The latest Bill O’Reilly eruption:
An allegation of domestic violence
O’Reilly has, in past scandals, chosen to counterattack, as when the magazine Mother Jones pointed to exaggerations in his coverage of the 1982 Falklands War, which O’Reilly covered from far-off Buenos Aires.
He’s in a different position this time. Last year, the Nassau County (N.Y.) Supreme Court overseeing the custody case assigned a psychologist to interview major parties in the case. The psychologist, Larry Cohen, evaluated family members and testified in court.
According to court documents obtained by Gawker, Cohen testified that O’Reilly’s teenage daughter had witnessed abuse of his former wife, Maureen McPhilmy.
Cohen told the court that the daughter witnessed “an incident where I believe she said her dad was choking her mom or had his hands around her neck and dragged her down some stairs.”
When Gawker first published the allegation on Monday, O’Reilly was in familiar attack mode.
“Allegations against me in these circumstances are 100 percent false,” BillO said through his lawyer. “I am going to respect this court-mandated confidentiality put in place to protect my children and will not comment any further.”
O’Reilly had not commented further with release of the court documents.
Cohen reported that O’Reilly told his daughter that her mother was “an adulterer,” and that her new stepfather — McPhilmy married a police detective — was “not a good person” and that spending time in her mother’s home would “ruin her life.”
The psychologist’s testimony also related O’Reilly telling his daughter of “going ballistic” on occasions and needing to control his behavior.
O’Reilly and McPhilmy were divorced in 2011. The couple’s custody battle went on for more than three years.

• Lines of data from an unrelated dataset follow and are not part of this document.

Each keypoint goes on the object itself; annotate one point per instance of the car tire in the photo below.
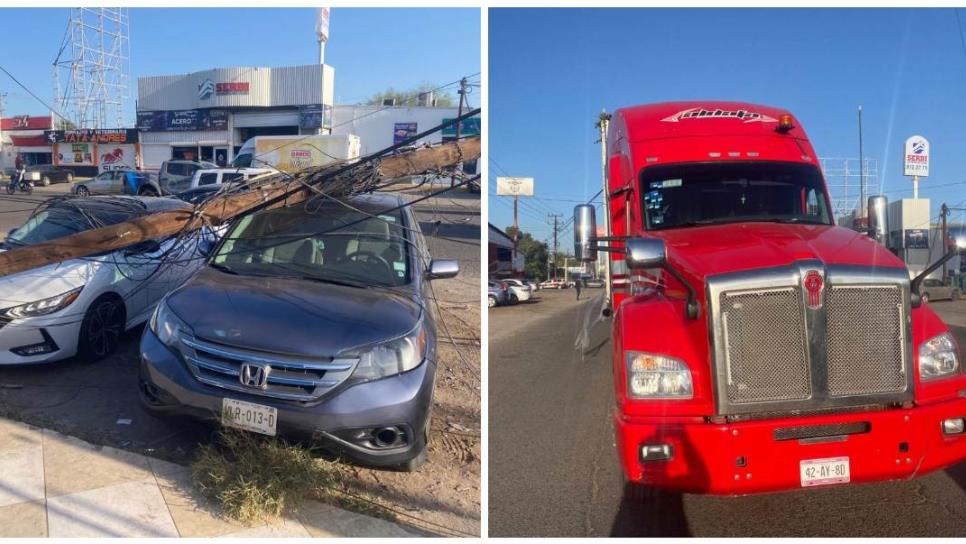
(101, 328)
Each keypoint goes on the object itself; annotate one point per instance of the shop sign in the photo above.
(97, 136)
(180, 120)
(402, 132)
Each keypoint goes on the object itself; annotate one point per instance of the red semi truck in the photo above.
(757, 346)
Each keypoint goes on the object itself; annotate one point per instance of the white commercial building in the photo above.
(208, 115)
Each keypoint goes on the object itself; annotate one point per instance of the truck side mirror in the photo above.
(443, 268)
(645, 253)
(585, 229)
(878, 219)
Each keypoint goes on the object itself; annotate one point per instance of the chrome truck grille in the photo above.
(808, 337)
(259, 373)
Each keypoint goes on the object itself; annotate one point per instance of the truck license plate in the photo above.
(834, 470)
(249, 416)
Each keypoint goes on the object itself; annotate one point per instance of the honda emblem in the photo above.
(253, 375)
(813, 284)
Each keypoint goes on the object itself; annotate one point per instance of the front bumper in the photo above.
(746, 457)
(403, 400)
(59, 341)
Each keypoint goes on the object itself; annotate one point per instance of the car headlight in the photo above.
(43, 306)
(651, 376)
(937, 357)
(392, 357)
(166, 325)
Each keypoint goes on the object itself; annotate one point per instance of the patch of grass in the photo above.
(254, 477)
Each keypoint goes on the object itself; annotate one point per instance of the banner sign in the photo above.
(506, 186)
(181, 120)
(402, 132)
(468, 127)
(97, 136)
(916, 162)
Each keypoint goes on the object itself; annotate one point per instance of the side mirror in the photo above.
(644, 253)
(878, 219)
(443, 268)
(585, 229)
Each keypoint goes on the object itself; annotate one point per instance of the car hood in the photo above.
(717, 249)
(290, 316)
(46, 281)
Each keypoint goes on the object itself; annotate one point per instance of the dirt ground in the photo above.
(443, 497)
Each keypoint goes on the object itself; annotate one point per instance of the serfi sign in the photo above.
(916, 161)
(514, 186)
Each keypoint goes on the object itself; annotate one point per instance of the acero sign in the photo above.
(916, 161)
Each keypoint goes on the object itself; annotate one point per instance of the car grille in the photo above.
(287, 377)
(773, 352)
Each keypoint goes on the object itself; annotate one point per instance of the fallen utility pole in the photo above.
(281, 189)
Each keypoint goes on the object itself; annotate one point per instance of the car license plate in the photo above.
(834, 470)
(249, 416)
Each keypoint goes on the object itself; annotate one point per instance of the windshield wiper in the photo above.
(223, 268)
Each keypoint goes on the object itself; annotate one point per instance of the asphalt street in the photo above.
(553, 469)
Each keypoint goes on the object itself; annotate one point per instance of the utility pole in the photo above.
(554, 256)
(452, 179)
(862, 203)
(603, 122)
(943, 213)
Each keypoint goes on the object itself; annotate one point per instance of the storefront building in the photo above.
(379, 127)
(208, 115)
(24, 135)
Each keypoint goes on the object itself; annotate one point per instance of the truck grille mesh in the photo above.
(765, 346)
(863, 351)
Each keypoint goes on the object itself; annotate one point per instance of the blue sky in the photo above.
(371, 49)
(552, 71)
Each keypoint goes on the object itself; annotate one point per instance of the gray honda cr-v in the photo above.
(313, 321)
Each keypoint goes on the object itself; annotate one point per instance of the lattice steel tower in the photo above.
(92, 68)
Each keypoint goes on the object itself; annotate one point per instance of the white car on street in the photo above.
(82, 306)
(519, 291)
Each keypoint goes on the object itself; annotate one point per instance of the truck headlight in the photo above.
(166, 325)
(651, 376)
(43, 306)
(937, 357)
(392, 357)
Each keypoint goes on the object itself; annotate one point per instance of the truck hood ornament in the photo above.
(813, 284)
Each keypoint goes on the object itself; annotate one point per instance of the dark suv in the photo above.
(312, 321)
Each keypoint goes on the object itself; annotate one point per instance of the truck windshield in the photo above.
(686, 195)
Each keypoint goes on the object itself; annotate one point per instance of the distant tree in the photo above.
(410, 97)
(534, 252)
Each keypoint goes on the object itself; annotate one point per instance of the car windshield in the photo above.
(52, 222)
(687, 195)
(329, 243)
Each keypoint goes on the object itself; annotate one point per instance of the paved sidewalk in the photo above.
(58, 486)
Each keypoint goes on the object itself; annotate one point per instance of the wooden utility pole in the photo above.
(223, 208)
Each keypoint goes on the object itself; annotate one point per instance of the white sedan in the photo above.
(82, 306)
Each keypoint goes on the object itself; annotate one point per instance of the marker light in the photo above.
(785, 123)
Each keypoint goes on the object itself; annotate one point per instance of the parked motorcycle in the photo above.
(19, 180)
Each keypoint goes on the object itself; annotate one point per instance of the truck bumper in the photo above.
(750, 457)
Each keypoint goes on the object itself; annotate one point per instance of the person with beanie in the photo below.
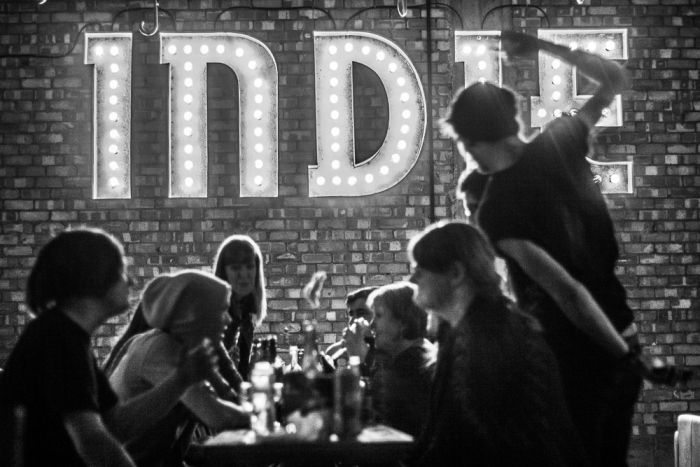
(56, 405)
(183, 308)
(546, 217)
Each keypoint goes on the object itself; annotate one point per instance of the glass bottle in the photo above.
(310, 363)
(347, 400)
(262, 395)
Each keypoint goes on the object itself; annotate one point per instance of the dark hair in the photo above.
(237, 249)
(398, 299)
(472, 185)
(78, 263)
(360, 294)
(442, 245)
(482, 112)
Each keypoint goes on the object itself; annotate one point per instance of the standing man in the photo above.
(54, 400)
(545, 215)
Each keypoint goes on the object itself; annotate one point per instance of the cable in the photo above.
(385, 7)
(431, 149)
(160, 10)
(500, 7)
(291, 8)
(56, 56)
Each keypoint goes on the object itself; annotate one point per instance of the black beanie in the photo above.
(484, 112)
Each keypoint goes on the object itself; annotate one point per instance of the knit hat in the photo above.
(185, 302)
(484, 112)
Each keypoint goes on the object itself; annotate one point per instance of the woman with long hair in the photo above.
(239, 262)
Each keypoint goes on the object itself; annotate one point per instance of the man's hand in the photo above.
(199, 363)
(354, 337)
(518, 44)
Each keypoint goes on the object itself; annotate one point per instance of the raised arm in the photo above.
(610, 76)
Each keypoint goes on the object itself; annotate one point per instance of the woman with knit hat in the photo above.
(184, 308)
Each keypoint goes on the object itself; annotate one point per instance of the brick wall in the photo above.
(46, 154)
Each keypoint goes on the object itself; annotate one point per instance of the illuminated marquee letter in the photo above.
(478, 51)
(256, 70)
(558, 93)
(337, 174)
(111, 55)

It was finally resolved earlier this month when the court gave custody of the couple’s two children to McPhilmy.
Still, O’Reilly has a record of questionable personal behavior, as well as a record as a public moralist.
Former producer Andrea Mackris sued BillO for sexual harassment in 2004, producing lewd tapes in which O’Reilly suggested that she masturbate with a vibrator and spoke of sexually fondling her with “the falafel thing.”

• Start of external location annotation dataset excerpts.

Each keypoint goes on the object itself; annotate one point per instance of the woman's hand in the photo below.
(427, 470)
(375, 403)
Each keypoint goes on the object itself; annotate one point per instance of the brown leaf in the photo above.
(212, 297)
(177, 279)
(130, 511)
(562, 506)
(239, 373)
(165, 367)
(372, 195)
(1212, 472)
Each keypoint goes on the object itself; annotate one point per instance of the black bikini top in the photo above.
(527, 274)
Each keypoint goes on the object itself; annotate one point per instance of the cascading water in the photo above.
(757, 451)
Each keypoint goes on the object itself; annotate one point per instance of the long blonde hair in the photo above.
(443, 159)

O’Reilly counterattacked, using the Murdoch-owned New York Post, but then settled the case for a reported $5 million to $10 million.
He has had a curious amount of contact with Washington state. In 2008, O’Reilly brought down a flood of nasty phone calls on the office of Gov. Chris Gregoire, attacking Gregoire for allowing an atheist exhibit in the state capitol at Christmas time.
O’Reilly has feuded with other journalists. He threatened a New York Times reporter that he would be “coming after you” if he was dissatisfied with her story over the Falklands War. He once sent a producer to Seattle to do an ambush interview of Seattle Post-Intelligencer publisher Roger Oglesby. BillO did not like the P-I editorial page.
O’Reilly displayed his temper famously when he hosted the program Inside Edition.
Yet, O’Reilly is also a moralist. After the Baltimore riots, the Fox News host decried African-American families as having “no supervision, kids with no fathers — the black neighborhood devastated by the drug gangs who prey upon their own.”
O’Reilly recently charged thaT America is “degenerating on a moral level” and that “secular forces” have succeeded in banishing the Judeo-Christian philosophy from America’s public schools. Children in those schools are getting “little moral guidance,” O’Reilly alleged.
O’Reilly was able to go on the offensive and tough out the controversy over his war reporting. “It’s a lie,” he said in February. “Mother Jones and the far left websites couldn’t care less about the truth. They’re in the business to injure. This is a political hit job.”
The custody case testimony is not a political hit.